Patients with moderate to severe disease are best managed with physical techniques to open the airway. Continuous positive airway pressure (CPAP) administered via a small fitted nasal mask is the most common and at present the most effective physical technique. The amount of pressure in the CPAP system is adjusted to keep the airway from collapsing. This restores normal breathing, stable blood oxygen level and normal sleep. Some people have problems tolerating CPAP because of claustrophobia, facial and nasal irritation, headaches, abdominal bloating and mask leaks. Dental appliances, which advance the tongue and lower jaw, can open the airway and may be useful for some patients with mild to moderate disease and are not accepting CPAP. Injury to teeth, soft tissue and jaw joints is possible. Incomplete treatment of the apnea is also possible; therefore follow-up sleep study is needed.
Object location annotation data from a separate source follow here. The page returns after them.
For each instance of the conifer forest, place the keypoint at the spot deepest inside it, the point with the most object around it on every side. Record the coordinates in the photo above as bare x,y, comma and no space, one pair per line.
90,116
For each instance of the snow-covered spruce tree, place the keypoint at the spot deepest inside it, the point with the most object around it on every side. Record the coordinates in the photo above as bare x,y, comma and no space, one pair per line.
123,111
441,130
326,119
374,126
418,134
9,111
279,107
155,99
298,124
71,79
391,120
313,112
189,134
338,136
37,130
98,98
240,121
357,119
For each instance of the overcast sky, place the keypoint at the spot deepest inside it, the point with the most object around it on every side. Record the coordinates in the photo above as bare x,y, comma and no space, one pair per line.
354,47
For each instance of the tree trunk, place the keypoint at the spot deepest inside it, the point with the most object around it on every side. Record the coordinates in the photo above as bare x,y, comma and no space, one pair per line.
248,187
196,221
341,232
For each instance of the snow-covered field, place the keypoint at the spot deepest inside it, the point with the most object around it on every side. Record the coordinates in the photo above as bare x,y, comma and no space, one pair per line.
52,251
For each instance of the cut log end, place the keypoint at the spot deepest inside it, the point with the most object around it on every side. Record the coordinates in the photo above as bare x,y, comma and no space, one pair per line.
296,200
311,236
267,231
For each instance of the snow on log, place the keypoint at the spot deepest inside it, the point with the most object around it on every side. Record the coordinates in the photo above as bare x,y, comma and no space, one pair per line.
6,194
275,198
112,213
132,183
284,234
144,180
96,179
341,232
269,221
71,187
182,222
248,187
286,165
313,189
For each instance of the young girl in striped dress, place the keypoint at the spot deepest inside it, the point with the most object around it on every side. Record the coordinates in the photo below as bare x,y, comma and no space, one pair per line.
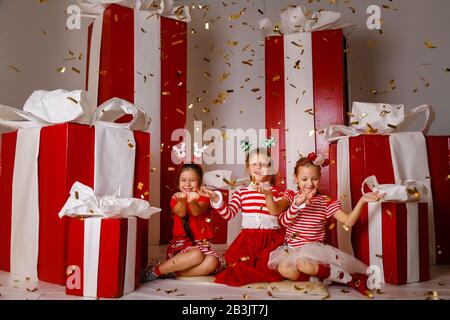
247,256
305,215
189,253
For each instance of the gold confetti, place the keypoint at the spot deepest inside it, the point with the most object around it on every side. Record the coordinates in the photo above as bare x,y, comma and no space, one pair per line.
177,42
14,68
429,45
171,291
72,99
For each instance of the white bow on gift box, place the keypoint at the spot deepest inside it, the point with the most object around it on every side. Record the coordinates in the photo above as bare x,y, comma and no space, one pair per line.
83,202
112,149
92,8
411,190
296,19
222,179
44,108
380,118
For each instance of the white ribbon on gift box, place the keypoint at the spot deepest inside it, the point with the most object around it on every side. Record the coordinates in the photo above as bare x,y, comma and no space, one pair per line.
144,44
409,162
380,118
83,202
412,190
376,239
295,19
112,151
399,193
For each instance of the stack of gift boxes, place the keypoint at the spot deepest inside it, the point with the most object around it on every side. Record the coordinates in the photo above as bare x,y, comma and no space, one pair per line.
305,93
67,154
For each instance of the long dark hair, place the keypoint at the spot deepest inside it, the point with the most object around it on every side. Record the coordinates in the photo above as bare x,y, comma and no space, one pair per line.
199,172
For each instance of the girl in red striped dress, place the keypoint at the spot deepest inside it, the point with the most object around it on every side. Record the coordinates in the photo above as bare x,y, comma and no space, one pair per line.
247,256
305,215
189,253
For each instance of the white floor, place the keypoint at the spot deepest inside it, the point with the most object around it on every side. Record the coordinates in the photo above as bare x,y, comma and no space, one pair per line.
17,288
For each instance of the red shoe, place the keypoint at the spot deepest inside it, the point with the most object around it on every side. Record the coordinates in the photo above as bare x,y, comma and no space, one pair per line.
359,283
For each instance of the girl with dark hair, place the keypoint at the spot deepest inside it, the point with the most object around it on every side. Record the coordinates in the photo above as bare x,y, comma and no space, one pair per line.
189,253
Somnoplasty is a technique, which uses radio waves to decrease the size of tissues in the back of the throat. It is growing in popularity and may be useful for some patients with simple snoring and some with mild sleep apnea. Some patients with obvious airway abnormalities (enlarged adenoids and tonsils, nasal polyps or other upper airway tumors) may benefit for a more formal surgical approach to opening the airway. The success rates of surgery (Uvulopalatopharyngoplasty, mandible advancement, laser assisted uvulopalatoplasty) in the absence of an obvious lesion are mixed (30-60%) and the risk is high compared to non-surgical approaches.

Tracheostomy, a procedure that creates a small hole in the breathing tube below the level of the voice box and below the level of obstruction, is essentially 100% effective in obstructive sleep apnea. It is however highly invasive and should be reserved for patients with life-threatening cardiac consequences of sleep apnea who have failed CPAP. Patients with central sleep apnea without elevated carbon dioxide levels are best treated with oxygen and usual medicines to treat heart failure if present. Patients with central sleep apnea with elevated carbon dioxide levels are best treated with bilevel positive airway pressure (BiPAP). By applying a higher airway pressure during inspiration and a lower pressure during expiration, BiPAP assists the respiratory efforts making each breath more effective and carbon dioxide levels decline.